MIT Engineers Transform Cardiology with Robotic Replica of Right Heart Chamber

MIT engineers have achieved a groundbreaking feat by creating a robotic replica of the heart’s right ventricle, effectively emulating the rhythmic beating and blood-pumping dynamics of live hearts. This innovative robot-ventricle seamlessly integrates real heart tissue with synthetic, balloon-like artificial muscles, providing a unique avenue for scientists to exercise precise control over contractions while closely observing the intricate workings of natural valves and structures.

Beyond its mimicry of healthy states, the artificial ventricle can be fine-tuned to replicate conditions of dysfunction, including scenarios such as pulmonary hypertension and myocardial infarction. This dynamic model serves as a versatile platform for studying and testing cardiac devices, demonstrating its potential by successfully implanting a mechanical valve to address a naturally malfunctioning valve and observing the resultant changes in the ventricle’s pumping mechanism.

The researchers, led by MIT’s Institute for Medical Engineering and Science (IMES), recognize the transformative potential of this robotic right ventricle, or RRV. Beyond its role as a cutting-edge tool for scientific exploration, the RRV presents a promising solution for studying right ventricle disorders and testing innovative therapies designed to treat these conditions effectively. Particularly noteworthy is its potential application in intensive care unit settings, where the right ventricle is susceptible to dysfunction, especially in patients on mechanical ventilation.

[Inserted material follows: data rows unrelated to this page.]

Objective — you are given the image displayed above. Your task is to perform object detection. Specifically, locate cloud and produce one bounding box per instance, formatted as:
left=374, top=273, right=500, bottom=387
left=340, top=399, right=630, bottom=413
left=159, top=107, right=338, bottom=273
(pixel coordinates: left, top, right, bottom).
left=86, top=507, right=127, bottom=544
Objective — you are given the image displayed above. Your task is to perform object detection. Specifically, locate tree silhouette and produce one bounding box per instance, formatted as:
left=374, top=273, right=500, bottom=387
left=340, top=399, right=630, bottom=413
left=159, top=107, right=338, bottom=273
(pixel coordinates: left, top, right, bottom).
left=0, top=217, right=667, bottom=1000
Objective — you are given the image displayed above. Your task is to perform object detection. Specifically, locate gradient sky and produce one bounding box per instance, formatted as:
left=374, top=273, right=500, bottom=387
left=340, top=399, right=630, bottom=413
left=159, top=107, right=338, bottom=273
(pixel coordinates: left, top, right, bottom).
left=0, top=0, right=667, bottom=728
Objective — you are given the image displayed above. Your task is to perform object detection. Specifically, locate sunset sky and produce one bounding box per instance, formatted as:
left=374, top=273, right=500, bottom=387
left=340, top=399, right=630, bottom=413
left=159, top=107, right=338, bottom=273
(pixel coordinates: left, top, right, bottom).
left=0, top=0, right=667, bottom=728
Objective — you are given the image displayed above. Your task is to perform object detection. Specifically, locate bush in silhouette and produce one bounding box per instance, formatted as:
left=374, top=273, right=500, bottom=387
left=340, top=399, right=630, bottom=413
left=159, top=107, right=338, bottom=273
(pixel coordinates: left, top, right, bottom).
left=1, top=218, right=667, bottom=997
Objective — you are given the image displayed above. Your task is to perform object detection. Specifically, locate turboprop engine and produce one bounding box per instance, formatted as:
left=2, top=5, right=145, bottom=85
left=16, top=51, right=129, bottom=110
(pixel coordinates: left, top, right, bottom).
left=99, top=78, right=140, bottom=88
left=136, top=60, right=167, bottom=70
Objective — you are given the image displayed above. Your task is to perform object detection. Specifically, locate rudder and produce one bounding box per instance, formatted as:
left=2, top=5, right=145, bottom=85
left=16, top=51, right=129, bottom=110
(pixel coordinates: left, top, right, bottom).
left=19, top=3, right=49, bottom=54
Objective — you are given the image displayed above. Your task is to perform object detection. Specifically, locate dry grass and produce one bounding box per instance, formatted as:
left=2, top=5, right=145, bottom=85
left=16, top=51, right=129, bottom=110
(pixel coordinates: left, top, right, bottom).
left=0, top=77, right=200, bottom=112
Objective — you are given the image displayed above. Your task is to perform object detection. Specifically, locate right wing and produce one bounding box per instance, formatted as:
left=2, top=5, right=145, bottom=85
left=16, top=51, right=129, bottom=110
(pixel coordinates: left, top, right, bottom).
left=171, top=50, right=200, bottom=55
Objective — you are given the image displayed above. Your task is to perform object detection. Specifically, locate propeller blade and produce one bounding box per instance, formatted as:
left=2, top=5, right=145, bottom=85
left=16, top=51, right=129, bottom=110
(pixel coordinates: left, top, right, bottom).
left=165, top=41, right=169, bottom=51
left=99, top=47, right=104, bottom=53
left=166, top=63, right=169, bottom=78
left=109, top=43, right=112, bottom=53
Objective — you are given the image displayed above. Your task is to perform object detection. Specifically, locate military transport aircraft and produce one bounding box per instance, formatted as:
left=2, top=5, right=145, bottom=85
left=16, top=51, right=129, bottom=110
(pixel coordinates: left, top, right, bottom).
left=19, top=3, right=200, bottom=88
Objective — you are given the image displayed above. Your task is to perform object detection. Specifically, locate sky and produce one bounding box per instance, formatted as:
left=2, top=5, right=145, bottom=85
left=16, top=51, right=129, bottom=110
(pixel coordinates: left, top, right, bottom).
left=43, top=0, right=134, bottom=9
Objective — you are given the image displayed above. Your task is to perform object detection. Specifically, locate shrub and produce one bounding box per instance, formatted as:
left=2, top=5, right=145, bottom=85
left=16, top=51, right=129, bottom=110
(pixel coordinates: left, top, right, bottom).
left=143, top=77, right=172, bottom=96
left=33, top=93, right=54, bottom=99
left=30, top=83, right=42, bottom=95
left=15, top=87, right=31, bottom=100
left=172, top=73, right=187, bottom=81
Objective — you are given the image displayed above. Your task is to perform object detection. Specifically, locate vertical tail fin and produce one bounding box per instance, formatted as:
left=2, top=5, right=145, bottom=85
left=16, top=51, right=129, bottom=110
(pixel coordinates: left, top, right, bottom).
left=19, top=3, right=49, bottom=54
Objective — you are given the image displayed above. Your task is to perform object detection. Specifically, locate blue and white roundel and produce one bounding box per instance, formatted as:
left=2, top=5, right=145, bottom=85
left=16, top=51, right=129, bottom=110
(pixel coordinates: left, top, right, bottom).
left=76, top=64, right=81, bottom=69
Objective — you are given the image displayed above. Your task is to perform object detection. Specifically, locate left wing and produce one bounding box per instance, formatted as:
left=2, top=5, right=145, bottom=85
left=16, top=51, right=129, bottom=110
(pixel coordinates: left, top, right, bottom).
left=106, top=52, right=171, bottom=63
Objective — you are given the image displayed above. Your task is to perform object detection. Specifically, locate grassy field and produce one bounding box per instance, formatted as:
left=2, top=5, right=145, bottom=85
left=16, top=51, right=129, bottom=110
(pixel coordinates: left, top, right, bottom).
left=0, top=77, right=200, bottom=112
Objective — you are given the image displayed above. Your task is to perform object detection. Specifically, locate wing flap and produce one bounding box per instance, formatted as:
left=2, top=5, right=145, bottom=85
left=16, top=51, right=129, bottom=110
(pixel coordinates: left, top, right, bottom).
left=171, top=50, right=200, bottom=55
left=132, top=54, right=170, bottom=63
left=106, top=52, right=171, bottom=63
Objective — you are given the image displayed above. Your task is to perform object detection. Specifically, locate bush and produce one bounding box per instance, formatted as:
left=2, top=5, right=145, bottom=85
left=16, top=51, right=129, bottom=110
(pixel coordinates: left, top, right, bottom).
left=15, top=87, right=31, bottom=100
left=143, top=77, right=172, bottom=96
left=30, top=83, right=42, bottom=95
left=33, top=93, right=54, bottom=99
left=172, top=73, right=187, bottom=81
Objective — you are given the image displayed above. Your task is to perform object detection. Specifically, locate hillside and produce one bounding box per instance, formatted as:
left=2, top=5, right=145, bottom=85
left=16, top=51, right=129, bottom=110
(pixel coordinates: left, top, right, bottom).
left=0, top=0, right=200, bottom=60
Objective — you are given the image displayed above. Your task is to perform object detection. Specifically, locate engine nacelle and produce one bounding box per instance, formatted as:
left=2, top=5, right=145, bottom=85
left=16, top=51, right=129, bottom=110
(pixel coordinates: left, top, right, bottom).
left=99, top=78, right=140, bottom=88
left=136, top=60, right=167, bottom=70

Manisha Singh, a postdoc at IMES, emphasizes that the RRV simulator could shed light on the effects of mechanical ventilation on the right ventricle, offering a strategic approach to preventing right heart failure in vulnerable patients.

This groundbreaking research, detailed in an open-access paper in Nature Cardiovascular Research, not only advances our understanding of the intricacies of the right ventricle but also marks a significant leap forward in the development of realistic and functional models for studying cardiac functions.

The combination of real heart tissue and synthetic components addresses the challenge of reproducing the delicate structures inherent in the right ventricle. The team’s meticulous approach involved explanting a pig’s right ventricle, preserving its internal structures, and enveloping it in a synthetic myocardium with embedded balloon-like tubes. These tubes, connected to a control system, simulated the heart’s rhythm and motion, allowing for the realistic observation of internal valves and structures as the ventricle pumped a liquid similar in viscosity to blood.

Moreover, the researchers demonstrated the RRV’s utility in testing cardiac devices by surgically implanting ring-like medical devices to repair the chamber’s tricuspid valve. The RRV accurately simulated tricuspid valve dysfunction, providing an ideal training ground for surgeons and interventional cardiologists to practice new techniques for repairing or replacing the valve before performing these procedures on actual patients.

While the RRV currently simulates realistic function over a few months, ongoing efforts are directed toward extending its performance and collaborating with implantable device designers to expedite prototype testing on the artificial ventricle. Looking ahead, the researchers envision pairing the RRV with a similar artificial, functional model of the left ventricle, ultimately striving towards the creation of a fully tunable, artificial heart—a visionary endeavor that holds promise for transformative advancements in cardiovascular medicine.